At first I was dumb; then I buried my face in my hands and groaned aloud, then I wept like a child that cannot be comforted. Oh, Marsh, there is nothing that bends a man’s soul like that! I felt alone – no support, no guide, no love, no hope. Life was worse than a blank; a dull, dread certainty of sorrow. It would be torture to die if death were to remove me from her sight – it would be torture to live and never have her love or presence. Those were bitter days, full of the depths of sorrow. Those days made me grow old a score of years. I was never young afterward.

“At last, when I could command myself, I begged to be allowed to love her till my life went out. If any one could win her instead of me, I was thankful to have it one so good as Alfred Trumbull. I conquered self. I found my highest happiness was still to see her happy. Sometimes when I visited her the old love, the yearning to claim her for myself, would sweep over me till my head grew dizzy and my heart sank within me, and then my better nature said: ‘Rejoice in her joy, and be content only to love.’

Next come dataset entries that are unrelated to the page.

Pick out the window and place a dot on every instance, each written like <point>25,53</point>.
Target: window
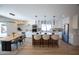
<point>3,29</point>
<point>46,27</point>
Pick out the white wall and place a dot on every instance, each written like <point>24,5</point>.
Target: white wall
<point>11,25</point>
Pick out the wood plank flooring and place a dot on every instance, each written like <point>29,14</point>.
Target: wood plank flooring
<point>28,49</point>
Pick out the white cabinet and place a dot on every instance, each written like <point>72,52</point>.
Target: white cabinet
<point>75,22</point>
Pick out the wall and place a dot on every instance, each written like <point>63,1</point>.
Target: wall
<point>11,25</point>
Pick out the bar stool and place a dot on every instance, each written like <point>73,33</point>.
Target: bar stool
<point>15,42</point>
<point>54,41</point>
<point>45,40</point>
<point>20,40</point>
<point>36,40</point>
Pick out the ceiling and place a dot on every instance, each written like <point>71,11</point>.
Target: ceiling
<point>29,11</point>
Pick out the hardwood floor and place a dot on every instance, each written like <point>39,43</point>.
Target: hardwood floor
<point>28,49</point>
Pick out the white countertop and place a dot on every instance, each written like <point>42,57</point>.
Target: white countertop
<point>9,38</point>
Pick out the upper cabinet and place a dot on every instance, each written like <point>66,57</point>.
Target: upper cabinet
<point>75,22</point>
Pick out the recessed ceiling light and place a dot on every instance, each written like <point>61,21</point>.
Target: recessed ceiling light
<point>12,14</point>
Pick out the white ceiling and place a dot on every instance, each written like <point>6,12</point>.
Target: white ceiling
<point>29,11</point>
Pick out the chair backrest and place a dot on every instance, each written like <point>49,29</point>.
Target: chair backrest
<point>55,37</point>
<point>45,37</point>
<point>37,37</point>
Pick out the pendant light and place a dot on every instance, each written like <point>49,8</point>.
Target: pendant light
<point>54,20</point>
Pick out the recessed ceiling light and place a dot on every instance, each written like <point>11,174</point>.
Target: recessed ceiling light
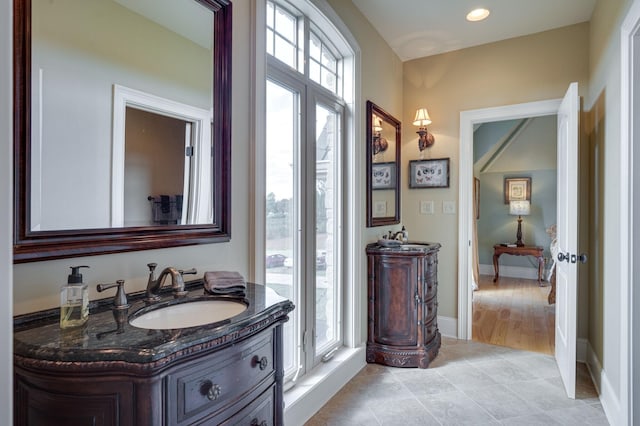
<point>477,15</point>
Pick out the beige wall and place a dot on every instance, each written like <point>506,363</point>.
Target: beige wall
<point>524,69</point>
<point>6,198</point>
<point>604,102</point>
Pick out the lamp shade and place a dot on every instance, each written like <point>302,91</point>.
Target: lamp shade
<point>520,208</point>
<point>422,118</point>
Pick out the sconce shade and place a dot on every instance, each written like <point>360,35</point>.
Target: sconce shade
<point>520,208</point>
<point>379,143</point>
<point>422,118</point>
<point>377,124</point>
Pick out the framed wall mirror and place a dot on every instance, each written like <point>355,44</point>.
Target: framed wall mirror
<point>383,167</point>
<point>122,137</point>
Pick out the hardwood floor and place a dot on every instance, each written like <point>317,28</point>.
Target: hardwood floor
<point>514,312</point>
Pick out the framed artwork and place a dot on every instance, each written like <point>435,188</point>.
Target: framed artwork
<point>517,189</point>
<point>383,175</point>
<point>429,173</point>
<point>476,196</point>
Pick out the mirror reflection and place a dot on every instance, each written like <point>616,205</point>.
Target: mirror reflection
<point>121,113</point>
<point>383,167</point>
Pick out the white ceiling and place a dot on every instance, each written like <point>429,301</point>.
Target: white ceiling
<point>418,28</point>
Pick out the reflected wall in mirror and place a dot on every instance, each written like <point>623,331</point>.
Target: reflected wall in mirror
<point>122,137</point>
<point>383,167</point>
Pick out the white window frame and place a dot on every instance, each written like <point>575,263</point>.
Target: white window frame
<point>328,377</point>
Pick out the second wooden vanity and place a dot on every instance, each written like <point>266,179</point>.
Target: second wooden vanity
<point>402,304</point>
<point>111,373</point>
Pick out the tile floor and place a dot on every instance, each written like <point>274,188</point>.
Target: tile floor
<point>469,383</point>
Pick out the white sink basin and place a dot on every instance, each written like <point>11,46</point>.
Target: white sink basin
<point>188,314</point>
<point>413,246</point>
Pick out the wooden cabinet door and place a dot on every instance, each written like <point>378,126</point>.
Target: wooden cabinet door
<point>396,301</point>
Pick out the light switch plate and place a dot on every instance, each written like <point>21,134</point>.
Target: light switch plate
<point>449,207</point>
<point>426,207</point>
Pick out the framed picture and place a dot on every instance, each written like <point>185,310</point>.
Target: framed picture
<point>383,175</point>
<point>429,173</point>
<point>517,189</point>
<point>476,196</point>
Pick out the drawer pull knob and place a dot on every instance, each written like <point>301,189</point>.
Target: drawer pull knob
<point>211,390</point>
<point>263,363</point>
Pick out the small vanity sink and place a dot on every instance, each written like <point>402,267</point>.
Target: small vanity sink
<point>187,314</point>
<point>413,246</point>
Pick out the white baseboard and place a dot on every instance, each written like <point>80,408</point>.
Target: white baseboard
<point>582,348</point>
<point>513,272</point>
<point>610,402</point>
<point>448,326</point>
<point>594,367</point>
<point>311,393</point>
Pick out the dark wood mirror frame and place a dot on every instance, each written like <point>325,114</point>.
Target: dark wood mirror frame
<point>30,246</point>
<point>386,117</point>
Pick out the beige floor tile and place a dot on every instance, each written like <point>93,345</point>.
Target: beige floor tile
<point>468,383</point>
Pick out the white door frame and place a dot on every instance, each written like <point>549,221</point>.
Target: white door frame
<point>629,202</point>
<point>465,200</point>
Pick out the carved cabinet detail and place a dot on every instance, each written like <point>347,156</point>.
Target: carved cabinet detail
<point>402,305</point>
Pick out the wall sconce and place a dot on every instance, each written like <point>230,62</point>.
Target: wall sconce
<point>379,143</point>
<point>422,120</point>
<point>519,208</point>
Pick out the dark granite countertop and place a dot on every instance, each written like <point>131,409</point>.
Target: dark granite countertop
<point>410,247</point>
<point>109,337</point>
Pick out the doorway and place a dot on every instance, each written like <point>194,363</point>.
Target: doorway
<point>468,120</point>
<point>514,310</point>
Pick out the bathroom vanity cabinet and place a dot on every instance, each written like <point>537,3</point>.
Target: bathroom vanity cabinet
<point>402,305</point>
<point>227,373</point>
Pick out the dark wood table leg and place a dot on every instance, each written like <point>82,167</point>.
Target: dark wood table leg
<point>540,268</point>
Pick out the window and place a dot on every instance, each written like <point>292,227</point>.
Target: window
<point>303,178</point>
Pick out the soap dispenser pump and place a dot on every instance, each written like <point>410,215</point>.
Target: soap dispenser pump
<point>74,300</point>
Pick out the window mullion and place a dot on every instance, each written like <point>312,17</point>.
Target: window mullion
<point>309,230</point>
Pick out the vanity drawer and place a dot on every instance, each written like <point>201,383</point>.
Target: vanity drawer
<point>221,380</point>
<point>258,413</point>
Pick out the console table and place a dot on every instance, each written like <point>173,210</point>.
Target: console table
<point>535,251</point>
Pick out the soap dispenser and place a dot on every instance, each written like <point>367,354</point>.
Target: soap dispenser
<point>74,300</point>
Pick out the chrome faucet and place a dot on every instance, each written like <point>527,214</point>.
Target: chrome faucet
<point>177,282</point>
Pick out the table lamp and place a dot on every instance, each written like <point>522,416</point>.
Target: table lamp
<point>519,208</point>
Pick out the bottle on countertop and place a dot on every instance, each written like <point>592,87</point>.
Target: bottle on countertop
<point>74,300</point>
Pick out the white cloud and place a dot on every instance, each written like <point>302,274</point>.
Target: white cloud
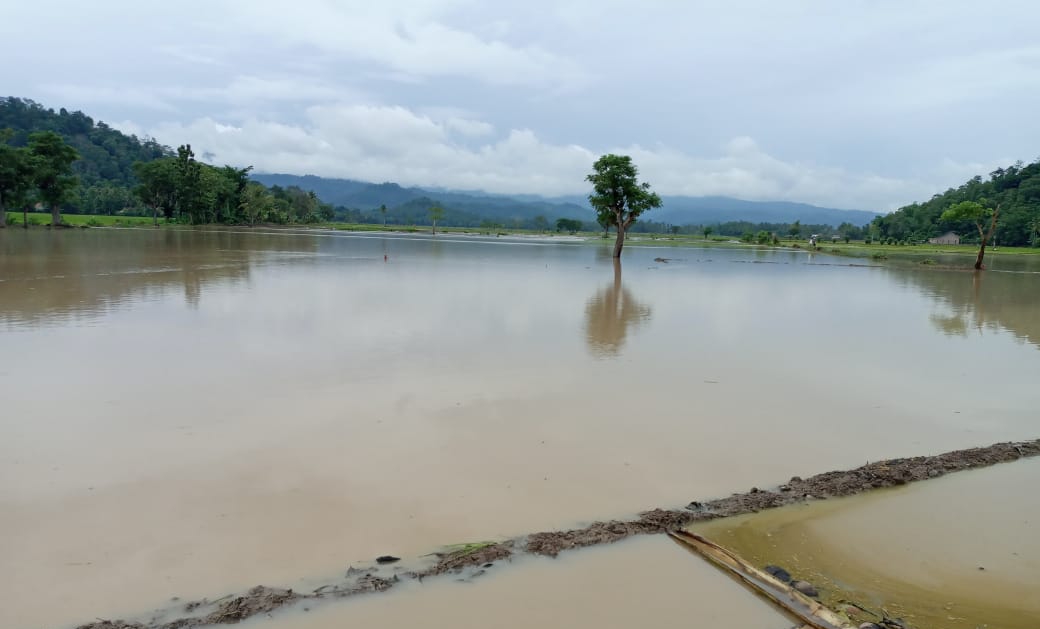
<point>395,143</point>
<point>851,104</point>
<point>411,38</point>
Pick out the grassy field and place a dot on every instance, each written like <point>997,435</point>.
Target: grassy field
<point>854,249</point>
<point>44,218</point>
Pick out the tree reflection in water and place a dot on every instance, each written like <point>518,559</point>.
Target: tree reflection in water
<point>609,313</point>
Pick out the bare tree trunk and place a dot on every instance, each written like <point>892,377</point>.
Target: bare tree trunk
<point>620,242</point>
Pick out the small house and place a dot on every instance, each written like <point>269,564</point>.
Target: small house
<point>947,238</point>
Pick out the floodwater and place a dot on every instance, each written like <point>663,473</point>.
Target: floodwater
<point>187,414</point>
<point>649,581</point>
<point>959,552</point>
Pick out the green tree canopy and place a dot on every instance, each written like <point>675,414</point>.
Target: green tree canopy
<point>436,213</point>
<point>52,160</point>
<point>618,197</point>
<point>976,212</point>
<point>16,177</point>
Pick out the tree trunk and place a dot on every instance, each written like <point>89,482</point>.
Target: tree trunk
<point>985,237</point>
<point>620,242</point>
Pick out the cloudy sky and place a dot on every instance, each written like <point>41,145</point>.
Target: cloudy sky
<point>848,103</point>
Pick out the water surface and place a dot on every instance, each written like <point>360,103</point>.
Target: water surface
<point>193,413</point>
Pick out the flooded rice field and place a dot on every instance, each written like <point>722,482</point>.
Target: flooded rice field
<point>959,552</point>
<point>188,414</point>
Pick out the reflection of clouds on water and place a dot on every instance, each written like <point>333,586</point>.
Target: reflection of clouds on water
<point>56,278</point>
<point>609,314</point>
<point>984,300</point>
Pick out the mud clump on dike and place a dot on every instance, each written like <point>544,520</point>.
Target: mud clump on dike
<point>829,485</point>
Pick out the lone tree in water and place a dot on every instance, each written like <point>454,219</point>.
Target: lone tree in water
<point>977,213</point>
<point>436,213</point>
<point>618,197</point>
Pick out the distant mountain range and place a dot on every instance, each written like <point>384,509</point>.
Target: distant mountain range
<point>507,208</point>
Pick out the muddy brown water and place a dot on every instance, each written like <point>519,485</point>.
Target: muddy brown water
<point>958,552</point>
<point>188,414</point>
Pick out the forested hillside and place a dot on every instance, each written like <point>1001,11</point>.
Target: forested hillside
<point>117,174</point>
<point>1015,188</point>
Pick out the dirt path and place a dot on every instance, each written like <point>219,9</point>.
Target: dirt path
<point>475,558</point>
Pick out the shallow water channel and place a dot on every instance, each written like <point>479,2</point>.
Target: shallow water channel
<point>962,551</point>
<point>187,414</point>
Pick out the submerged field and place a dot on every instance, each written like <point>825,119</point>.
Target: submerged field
<point>243,407</point>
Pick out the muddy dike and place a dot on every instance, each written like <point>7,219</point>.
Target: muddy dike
<point>472,560</point>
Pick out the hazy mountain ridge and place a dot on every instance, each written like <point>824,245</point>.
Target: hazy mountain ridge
<point>676,210</point>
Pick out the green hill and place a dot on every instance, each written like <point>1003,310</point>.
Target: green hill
<point>1015,188</point>
<point>106,155</point>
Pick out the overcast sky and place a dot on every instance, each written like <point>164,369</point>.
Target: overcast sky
<point>847,103</point>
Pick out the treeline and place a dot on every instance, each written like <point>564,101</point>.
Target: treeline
<point>1016,189</point>
<point>182,188</point>
<point>106,156</point>
<point>66,162</point>
<point>741,229</point>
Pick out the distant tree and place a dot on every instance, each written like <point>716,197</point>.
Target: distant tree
<point>52,160</point>
<point>158,186</point>
<point>569,225</point>
<point>436,213</point>
<point>188,184</point>
<point>975,212</point>
<point>16,178</point>
<point>256,203</point>
<point>618,194</point>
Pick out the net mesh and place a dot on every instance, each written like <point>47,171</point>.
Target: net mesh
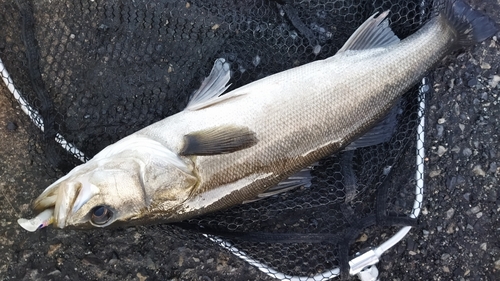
<point>98,71</point>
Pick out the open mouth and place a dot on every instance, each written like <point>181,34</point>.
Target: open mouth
<point>58,203</point>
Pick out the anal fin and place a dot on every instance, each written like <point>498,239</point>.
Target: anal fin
<point>382,132</point>
<point>299,179</point>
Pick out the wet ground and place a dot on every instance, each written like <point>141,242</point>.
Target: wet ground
<point>457,237</point>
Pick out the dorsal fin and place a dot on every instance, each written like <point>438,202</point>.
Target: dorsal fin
<point>373,33</point>
<point>212,87</point>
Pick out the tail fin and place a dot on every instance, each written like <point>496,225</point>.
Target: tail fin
<point>472,26</point>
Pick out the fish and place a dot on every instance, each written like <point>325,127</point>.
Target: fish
<point>225,149</point>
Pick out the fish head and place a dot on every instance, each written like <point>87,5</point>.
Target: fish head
<point>119,186</point>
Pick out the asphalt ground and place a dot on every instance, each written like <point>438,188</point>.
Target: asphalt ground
<point>457,237</point>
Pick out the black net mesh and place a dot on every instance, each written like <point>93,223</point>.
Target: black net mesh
<point>97,71</point>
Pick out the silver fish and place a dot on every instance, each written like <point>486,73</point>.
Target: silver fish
<point>225,149</point>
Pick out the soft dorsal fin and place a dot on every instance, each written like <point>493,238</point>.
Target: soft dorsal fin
<point>212,87</point>
<point>373,33</point>
<point>219,140</point>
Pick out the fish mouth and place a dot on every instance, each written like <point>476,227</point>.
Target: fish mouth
<point>58,203</point>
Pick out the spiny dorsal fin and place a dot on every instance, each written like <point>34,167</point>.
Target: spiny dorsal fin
<point>212,87</point>
<point>220,140</point>
<point>373,33</point>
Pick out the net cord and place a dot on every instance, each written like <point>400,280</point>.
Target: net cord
<point>35,116</point>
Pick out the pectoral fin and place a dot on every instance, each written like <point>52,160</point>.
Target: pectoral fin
<point>220,140</point>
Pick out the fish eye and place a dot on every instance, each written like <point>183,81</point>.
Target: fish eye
<point>101,215</point>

“I came at last to be resigned – yes, happy in my idol-worship. From her I could hope for nothing but kindness and tenderness, but I could never love any other. The time drew near when she and Alfred Trumbull were to commence their grand life-work. Suddenly his health failed. She went to him – she cared for him day and night with the same intensity of love that I had given her. It could not arrest disease. He longed for returning health, because they would have been so happy and congenial in their love and work; but one day in early spring he died in her arms, and was laid away among the first flowers, to rest from his labors.

“I never saw a life so blighted as hers. Her whole heart lay beside his in the grave. She lost all interest in life. She grew quiet and sad and more ethereal. She never mentioned his name, but we knew she longed to live with him, even though she must pass through the valley of the shadow.